The State appeals an order discharging Domonique Pelham from charges of burglary of a conveyance and petit theft based upon the trial court’s finding that the charges were filed beyond the speedy trial period set forth in Florida Rule of Criminal Procedure 3.191. Finding no speedy trial violation, we reverse.

At 4:30 a.m. on June 30, 2010, police were dispatched to the Village Lake Apartments in Orange County, Florida, in response to a vehicle burglary complaint. They met with a Mr. Helms, who reported his discovery that someone had broken a window of his car, activating his car alarm. Mr. Helms could not identify any property taken from his vehicle, but did describe two males whom he saw walking away from his vehicle when he exited his apartment to check on the car. While the first two responding officers were talking with Mr. Helms and processing the scene,1 another responding officer observed two males exiting the apartment complex. When the two males saw the patrol car, they fled on foot. This officer pursued, detaining only Pelham. After being advised of his Miranda rights, Pelham claimed that he was just walking around by himself in the area. He denied knowing the other man who he had been seen with before fleeing, could not explain why he had fled, and denied any involvement in the vehicle burglary. Although Pelham’s pockets were filled with items not normally associated with an innocent evening stroll — including a face plate from a car radio, a cellular phone charging cord and a *601Garmin GPS device — Pelham claimed to have no knowledge of where those items came from or how they had ended up in his pockets.

Police showed the items recovered from Pelham’s pockets to Mr. Helms, but he did not recognize any of those items as coming from his vehicle. As a result, the officers elected not to arrest Pelham for the burglary (instead, presumably, deciding to wait for an analysis and comparison of the latent prints lifted from Mr. Helm’s car). The officers did, however, arrest Pelham for loitering and prowling.

About five hours later, at 9:30 a.m., law enforcement received another vehicle burglary complaint from a Mr. Boyer, who also lived in the Village Lake Apartments, on a different street from Mr. Helms. Mr. Boyer had secured his vehicle in a parking space at around 5:30 p.m. the night before, and found that his vehicle had been burglarized the next morning when leaving for work. When shown the items found in Pelham’s pockets, Mr. Boyer positively identified them as having been stolen from his vehicle. He could readily confirm this with respect to the Garmin GPS, as he had programmed his home address and other information into the device.

Pelham reported being given a time-served jail sentence in 2010 on the loitering and prowling charge. However, it was not until more than a year later, on January 4, 2012, that the State filed an information charging Pelham with burglarizing Mr. Boyer’s vehicle and stealing items from it. Pelham was arrested on these charges the next day, on January 5, 2012.2

Shortly thereafter, Pelham’s appointed counsel filed a motion for discharge, arguing that the 175-day speedy trial period for the crimes involving Mr. Boyer’s property began to run when Pelham was arrested for loitering and prowling on June 30, 2010. The trial court agreed, and granted the motion. This appeal followed.

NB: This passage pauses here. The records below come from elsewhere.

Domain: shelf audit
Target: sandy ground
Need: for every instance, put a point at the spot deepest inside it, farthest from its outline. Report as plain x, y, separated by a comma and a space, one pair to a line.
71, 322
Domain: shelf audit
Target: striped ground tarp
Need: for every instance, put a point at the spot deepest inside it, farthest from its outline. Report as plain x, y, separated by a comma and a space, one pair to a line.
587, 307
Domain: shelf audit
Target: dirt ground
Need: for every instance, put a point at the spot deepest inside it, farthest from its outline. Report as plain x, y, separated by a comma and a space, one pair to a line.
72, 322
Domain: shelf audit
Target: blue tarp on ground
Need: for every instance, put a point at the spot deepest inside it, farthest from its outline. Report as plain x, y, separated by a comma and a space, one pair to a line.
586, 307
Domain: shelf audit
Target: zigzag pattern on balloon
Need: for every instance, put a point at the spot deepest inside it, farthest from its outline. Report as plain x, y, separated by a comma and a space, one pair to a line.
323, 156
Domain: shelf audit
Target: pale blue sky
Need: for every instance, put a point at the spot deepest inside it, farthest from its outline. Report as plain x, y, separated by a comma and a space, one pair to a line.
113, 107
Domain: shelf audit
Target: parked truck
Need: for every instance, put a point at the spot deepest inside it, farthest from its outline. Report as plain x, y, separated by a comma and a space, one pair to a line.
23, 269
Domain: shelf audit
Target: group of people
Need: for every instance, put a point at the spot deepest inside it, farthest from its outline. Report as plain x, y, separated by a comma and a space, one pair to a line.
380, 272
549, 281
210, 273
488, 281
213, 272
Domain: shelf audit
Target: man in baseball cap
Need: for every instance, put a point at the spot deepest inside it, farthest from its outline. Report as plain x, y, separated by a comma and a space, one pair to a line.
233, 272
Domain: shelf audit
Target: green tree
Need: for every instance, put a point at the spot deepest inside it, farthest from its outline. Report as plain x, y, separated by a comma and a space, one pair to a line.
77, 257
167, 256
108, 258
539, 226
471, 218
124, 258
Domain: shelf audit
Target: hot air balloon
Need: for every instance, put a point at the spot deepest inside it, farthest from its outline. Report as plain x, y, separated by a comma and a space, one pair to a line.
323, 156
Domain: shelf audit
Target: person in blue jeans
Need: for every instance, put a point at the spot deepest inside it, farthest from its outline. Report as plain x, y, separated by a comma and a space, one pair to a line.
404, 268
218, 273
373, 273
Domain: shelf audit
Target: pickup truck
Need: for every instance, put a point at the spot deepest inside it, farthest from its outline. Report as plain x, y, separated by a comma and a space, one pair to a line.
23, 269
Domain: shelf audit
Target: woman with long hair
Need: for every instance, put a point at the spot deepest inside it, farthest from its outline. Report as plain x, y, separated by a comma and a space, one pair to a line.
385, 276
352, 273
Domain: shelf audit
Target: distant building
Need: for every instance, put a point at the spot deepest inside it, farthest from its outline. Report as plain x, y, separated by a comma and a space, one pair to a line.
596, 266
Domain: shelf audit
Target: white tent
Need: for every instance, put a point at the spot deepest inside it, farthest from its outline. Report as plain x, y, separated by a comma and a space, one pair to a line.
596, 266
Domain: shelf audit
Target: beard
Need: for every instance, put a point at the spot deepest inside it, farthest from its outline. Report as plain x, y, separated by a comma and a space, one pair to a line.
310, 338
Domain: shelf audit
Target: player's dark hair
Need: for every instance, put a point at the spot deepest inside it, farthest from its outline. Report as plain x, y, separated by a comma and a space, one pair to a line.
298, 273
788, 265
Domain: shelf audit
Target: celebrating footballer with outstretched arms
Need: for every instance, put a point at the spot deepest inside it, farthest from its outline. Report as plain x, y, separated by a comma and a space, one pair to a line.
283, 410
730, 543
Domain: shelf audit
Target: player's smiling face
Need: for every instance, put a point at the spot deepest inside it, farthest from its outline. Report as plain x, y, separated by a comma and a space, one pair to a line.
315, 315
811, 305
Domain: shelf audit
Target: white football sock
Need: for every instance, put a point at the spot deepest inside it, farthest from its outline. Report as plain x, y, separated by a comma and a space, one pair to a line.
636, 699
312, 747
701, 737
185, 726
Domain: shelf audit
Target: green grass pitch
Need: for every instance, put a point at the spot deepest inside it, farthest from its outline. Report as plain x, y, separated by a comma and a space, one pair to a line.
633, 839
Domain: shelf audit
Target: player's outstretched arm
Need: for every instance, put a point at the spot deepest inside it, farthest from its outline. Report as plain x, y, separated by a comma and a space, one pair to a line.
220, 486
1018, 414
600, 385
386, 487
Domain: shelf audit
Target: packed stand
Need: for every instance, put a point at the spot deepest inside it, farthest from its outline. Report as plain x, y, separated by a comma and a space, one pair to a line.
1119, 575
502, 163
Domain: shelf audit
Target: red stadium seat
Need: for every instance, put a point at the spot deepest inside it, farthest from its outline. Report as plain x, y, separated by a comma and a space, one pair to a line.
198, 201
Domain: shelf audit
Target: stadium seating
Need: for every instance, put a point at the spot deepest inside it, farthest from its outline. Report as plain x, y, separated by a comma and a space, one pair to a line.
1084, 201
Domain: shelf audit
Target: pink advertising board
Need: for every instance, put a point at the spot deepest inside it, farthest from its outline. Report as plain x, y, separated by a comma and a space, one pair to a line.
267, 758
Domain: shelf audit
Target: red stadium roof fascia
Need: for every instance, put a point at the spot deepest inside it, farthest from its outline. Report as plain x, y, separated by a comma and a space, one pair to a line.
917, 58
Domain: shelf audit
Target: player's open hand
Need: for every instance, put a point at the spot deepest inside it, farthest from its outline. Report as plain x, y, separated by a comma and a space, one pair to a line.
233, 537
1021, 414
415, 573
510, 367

“Rule 3.191, Florida Rules of Criminal Procedure, governs the speedy trial provisions in criminal trials, requiring that ‘every person charged with a crime shall be brought to trial within ... 175 days of arrest if the crime charged is a felony.’ ” State v. Baynham, 72 So.3d 796, 798 (Fla. 4th DCA 2011) (quoting Fla. R. Crim. P. 3.191(a)). “For purposes of this rule, a person is taken into custody ... when the person is arrested as a result of the conduct or criminal episode that gave rise to the crime charged.” Fla. R. Crim. P. 3.191(d) (emphasis added). “[T]he speedy trial time begins to run when an accused is taken into custody and continues to run even if the State does not act until after the expiration of that speedy trial period. The State may not file charges based on the same conduct after the speedy trial period has expired.” State v. Williams, 791 So.2d 1088,1091 (Fla.2001).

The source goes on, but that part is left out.